Users Prefer Claude Sonnet 4.6 Over Opus 4.5 in Head-to-Head Tests
Anthropic reveals 59% of users preferred Sonnet 4.6 over the previous flagship Opus 4.5, citing better instruction following.
Mid-Tier Model Outperforms Previous Flagship
In what Anthropic calls a "generational leap," user testing shows Claude Sonnet 4.6 defeating the previous flagship Opus 4.5 in preference tests.
Testing Results
Sonnet 4.6 vs Sonnet 4.5: 70% preferred Sonnet 4.6 Sonnet 4.6 vs Opus 4.5: 59% preferred Sonnet 4.6Why Users Prefer Sonnet 4.6
Qualitative feedback highlighted three factors:
1. Better Instruction Following
"Sonnet 4.6 actually does what I ask. Opus would often 'improve' my request in ways I didn't want."
2. Fewer Hallucinations
"Less confident in wrong answers. When Sonnet 4.6 doesn't know something, it says so rather than making things up."

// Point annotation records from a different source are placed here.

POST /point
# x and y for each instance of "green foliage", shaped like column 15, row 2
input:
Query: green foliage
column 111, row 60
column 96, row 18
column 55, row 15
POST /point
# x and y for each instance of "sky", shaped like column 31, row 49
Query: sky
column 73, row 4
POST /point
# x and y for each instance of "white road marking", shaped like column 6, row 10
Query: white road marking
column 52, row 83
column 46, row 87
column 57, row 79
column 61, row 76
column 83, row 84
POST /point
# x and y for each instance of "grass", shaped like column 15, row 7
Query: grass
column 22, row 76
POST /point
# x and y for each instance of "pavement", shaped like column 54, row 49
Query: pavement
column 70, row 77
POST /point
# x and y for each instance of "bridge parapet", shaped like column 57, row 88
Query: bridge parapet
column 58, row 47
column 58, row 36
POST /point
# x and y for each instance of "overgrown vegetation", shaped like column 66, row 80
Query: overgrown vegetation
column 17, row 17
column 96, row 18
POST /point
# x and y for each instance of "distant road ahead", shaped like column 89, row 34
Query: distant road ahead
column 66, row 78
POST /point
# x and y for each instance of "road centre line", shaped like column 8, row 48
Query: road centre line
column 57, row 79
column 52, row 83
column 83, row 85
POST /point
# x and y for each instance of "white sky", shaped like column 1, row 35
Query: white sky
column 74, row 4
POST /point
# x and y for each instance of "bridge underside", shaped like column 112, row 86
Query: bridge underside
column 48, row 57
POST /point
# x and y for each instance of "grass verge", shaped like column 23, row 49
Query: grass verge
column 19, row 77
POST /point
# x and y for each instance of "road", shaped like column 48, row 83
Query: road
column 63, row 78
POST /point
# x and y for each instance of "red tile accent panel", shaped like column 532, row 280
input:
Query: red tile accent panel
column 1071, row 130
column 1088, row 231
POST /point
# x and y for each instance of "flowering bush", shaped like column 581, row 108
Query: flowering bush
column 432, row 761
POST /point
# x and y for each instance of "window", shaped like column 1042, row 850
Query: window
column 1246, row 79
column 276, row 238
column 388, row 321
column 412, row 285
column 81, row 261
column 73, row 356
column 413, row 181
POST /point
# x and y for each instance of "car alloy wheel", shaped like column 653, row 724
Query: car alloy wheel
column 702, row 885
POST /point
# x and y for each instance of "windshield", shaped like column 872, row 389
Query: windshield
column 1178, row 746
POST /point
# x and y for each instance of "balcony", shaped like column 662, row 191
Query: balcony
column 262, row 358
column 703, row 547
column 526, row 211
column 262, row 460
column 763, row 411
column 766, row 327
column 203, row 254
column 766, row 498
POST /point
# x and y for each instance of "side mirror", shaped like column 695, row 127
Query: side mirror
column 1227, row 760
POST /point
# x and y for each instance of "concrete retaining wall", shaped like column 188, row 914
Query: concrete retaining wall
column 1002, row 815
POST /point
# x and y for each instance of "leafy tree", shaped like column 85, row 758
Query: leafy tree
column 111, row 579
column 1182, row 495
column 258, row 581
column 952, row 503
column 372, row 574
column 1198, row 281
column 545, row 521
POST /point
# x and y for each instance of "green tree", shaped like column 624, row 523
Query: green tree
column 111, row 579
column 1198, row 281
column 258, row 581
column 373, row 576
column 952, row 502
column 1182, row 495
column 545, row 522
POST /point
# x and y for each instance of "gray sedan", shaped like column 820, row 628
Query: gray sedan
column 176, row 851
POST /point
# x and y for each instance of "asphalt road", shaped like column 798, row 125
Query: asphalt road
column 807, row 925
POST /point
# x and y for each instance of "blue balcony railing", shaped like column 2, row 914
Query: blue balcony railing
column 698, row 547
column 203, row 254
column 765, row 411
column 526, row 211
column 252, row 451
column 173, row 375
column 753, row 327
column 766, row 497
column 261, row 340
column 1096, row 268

3. Reduced Over-Engineering
"Asked for a simple function, got a simple function. Not a framework with dependency injection and abstract interfaces."
Benchmark Context
This preference data aligns with benchmarks:
| Metric | Sonnet 4.6 | Opus 4.5 |
| SWE-bench | 79.6% | 77.2% |
| OSWorld | 72.5% | 61.4% |
| GDPval-AA | 1633 Elo | ~1550 |
Pricing Implications
The preference data makes Sonnet 4.6 even more compelling:
- Opus 4.5: $15/$75 per million tokens
- Sonnet 4.6: $3/$15 per million tokens
Users get better perceived quality at 20% of the cost.
Enterprise Reaction
"We were planning an Opus 4.5 deployment for Q2. These results have us reconsidering. Why pay 5x for something users like less?" — CTO, Enterprise SaaS company
Opus 4.6 Still Has a Place
Anthropic notes Opus 4.6 (the new flagship) still excels for:
- PhD-level scientific reasoning (91.3% GPQA vs 74.1%)
- Multi-agent coordination
- Extreme long-context retrieval (76% vs 18% on MRCR)
But for most applications, Sonnet 4.6 appears to be the optimal choice.
What This Means
The AI industry is seeing compression: mid-tier models reaching flagship performance while maintaining cost efficiency. Anthropic's strategy of rapid iteration appears to be paying off.